CUBLAS also accesses matrices in a column-major ordering, such as some Fortran codes and BLAS.
I am more used to writing code in C, even for CUDA.
A code written with CBLAS (which is a C wrap of BLAS) can easily be change into a CUDA code.
Be aware that Fortran codes that use BLAS are quite different from C/C++ codes that use CBLAS.
Fortran and BLAS normally store matrices or double arrays in column-major ordering,
but C/C++ normally handle Row-major ordering.
I normally handle this problem writing saving the matrices in a 1D arrays,
and use #define to write a macro toa access the element i,j of a matrix as:
/* define macro to access Aij in the row-wise array A[M*N] */
#define indrow(ii,jj,N) (ii-1)*N+jj-1 /* does not depend on rows M */
/* define macro to access Aij in the col-wise array A[M*N] */
#define indcol(ii,jj,M) (jj-1)*M+ii-1
CBLAS library has a well organize parameters and conventions (const enum variables)
to give to each function the ordering of the matrix.
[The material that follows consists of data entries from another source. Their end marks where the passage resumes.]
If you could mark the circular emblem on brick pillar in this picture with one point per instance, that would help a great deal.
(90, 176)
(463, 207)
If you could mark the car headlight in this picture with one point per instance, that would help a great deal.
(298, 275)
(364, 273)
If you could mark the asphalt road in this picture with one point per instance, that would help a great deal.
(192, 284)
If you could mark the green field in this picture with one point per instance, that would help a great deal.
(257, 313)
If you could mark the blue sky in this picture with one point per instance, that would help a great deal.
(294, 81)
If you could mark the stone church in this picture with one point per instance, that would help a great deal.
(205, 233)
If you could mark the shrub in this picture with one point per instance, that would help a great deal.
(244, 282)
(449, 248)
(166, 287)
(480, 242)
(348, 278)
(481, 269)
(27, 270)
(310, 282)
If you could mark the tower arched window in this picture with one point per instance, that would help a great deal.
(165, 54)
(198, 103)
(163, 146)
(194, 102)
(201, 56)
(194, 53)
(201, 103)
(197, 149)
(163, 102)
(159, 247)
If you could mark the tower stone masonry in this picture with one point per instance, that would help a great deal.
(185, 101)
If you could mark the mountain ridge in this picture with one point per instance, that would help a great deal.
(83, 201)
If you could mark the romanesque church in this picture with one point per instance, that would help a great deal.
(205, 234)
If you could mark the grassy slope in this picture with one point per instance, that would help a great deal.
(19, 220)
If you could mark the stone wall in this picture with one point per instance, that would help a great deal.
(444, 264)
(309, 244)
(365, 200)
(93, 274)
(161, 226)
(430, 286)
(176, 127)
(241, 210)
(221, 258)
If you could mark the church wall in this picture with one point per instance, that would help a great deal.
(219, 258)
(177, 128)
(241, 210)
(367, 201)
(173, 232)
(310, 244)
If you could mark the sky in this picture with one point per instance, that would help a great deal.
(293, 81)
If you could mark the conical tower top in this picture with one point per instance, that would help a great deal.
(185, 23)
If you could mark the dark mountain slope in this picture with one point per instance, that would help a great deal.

Beware that also the storage of matrices vary, a row-wise banded matrix is not stored the same as a column-wise band matrix.
I don't think there are mechanics to allow the user to choose between using BLAS or CUBLAS,
without writing the code twice.
CUBLAS also has on most function calls a "handle" variable that does not appear on BLAS.
I though of #define to change the name at each function call, but this might not work.